Browns at the Bye: Good News, Bad News

The Browns are spending this week to "scout themselves" in the words of head coach Romeo Crennel. What they're finding is a mixed bag of progress and losses, according to Scout.com...

The Browns head into the Bears game feeling good about the way they've played, but bad about their record.

The approach comes from their coach. Romeo Crennel was a Bill Parcells guy, and Parcells always defined his team by its won-lost record.

Crennel is the same way. He's pleased his team competed against Indianapolis, but to him it was just a loss.

"Until we win more than we lose, we're going to be losers," Crennel said.
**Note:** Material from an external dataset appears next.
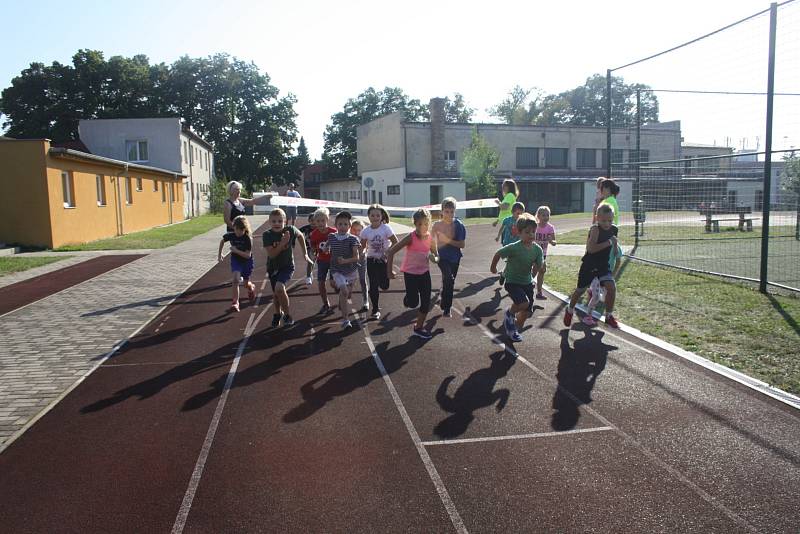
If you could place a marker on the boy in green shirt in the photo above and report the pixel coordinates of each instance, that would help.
(523, 258)
(279, 241)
Fans certainly will view the Bears game as an opportunity to move to .500.

Chicago is playing a rookie quarterback and the Browns are coming off an "encouraging" loss to Indianapolis.
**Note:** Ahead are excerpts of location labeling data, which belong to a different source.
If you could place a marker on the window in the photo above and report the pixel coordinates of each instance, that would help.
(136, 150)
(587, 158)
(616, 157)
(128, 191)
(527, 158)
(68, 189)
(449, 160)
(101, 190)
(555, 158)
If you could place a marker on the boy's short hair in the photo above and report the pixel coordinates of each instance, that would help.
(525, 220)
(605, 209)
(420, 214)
"It's about us players going out and making it happen," wide receiver Dennis Northcutt said. "You can be in all the right directions you want, but as players, if we don't go out and do the right things then ... "

GOOD NEWS

Phil Savage's first off-season move was to target the interior of the offensive line.

To improve things, he brought in new guards Joe Andruzzi and Cosey Coleman. Savage figured that better guards would help center Jeff Faine.
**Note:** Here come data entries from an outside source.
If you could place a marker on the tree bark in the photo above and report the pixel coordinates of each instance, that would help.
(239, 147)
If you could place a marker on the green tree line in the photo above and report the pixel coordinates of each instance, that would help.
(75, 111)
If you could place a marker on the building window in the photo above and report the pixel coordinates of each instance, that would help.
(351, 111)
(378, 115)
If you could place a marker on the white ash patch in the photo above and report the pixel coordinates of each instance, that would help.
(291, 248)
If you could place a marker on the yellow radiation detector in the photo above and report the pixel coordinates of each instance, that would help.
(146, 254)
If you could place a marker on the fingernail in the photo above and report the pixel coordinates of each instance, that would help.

When Ross Verba went off the deep end in his personal life, the team released him and signed L.J. Shelton.

Through three games, the moves have paid off. The team's offensive line won't remind anyone of the Redskins' famed Hogs of the past, but they are competent and professional - and playing better than any Browns line has in years.

BAD NEWS

Nothing bothers Romeo Crennel more than lack of discipline and immaturity, and the Browns have shown too much of it.

Two Dennis Northcutt punt returns for touchdowns have been negated by penalties. Taunting penalties on wide receivers Antonio Bryant and Braylon Edwards hurt the offense against Indianapolis.

The Browns candidly that they're not good enough to win games when they make silly mistakes, and Crennel wants it stopped.

He doesn't think it's a difficult proposition, either.

"If we don't play smarter, we won't give ourselves the chance we need," Crennel said.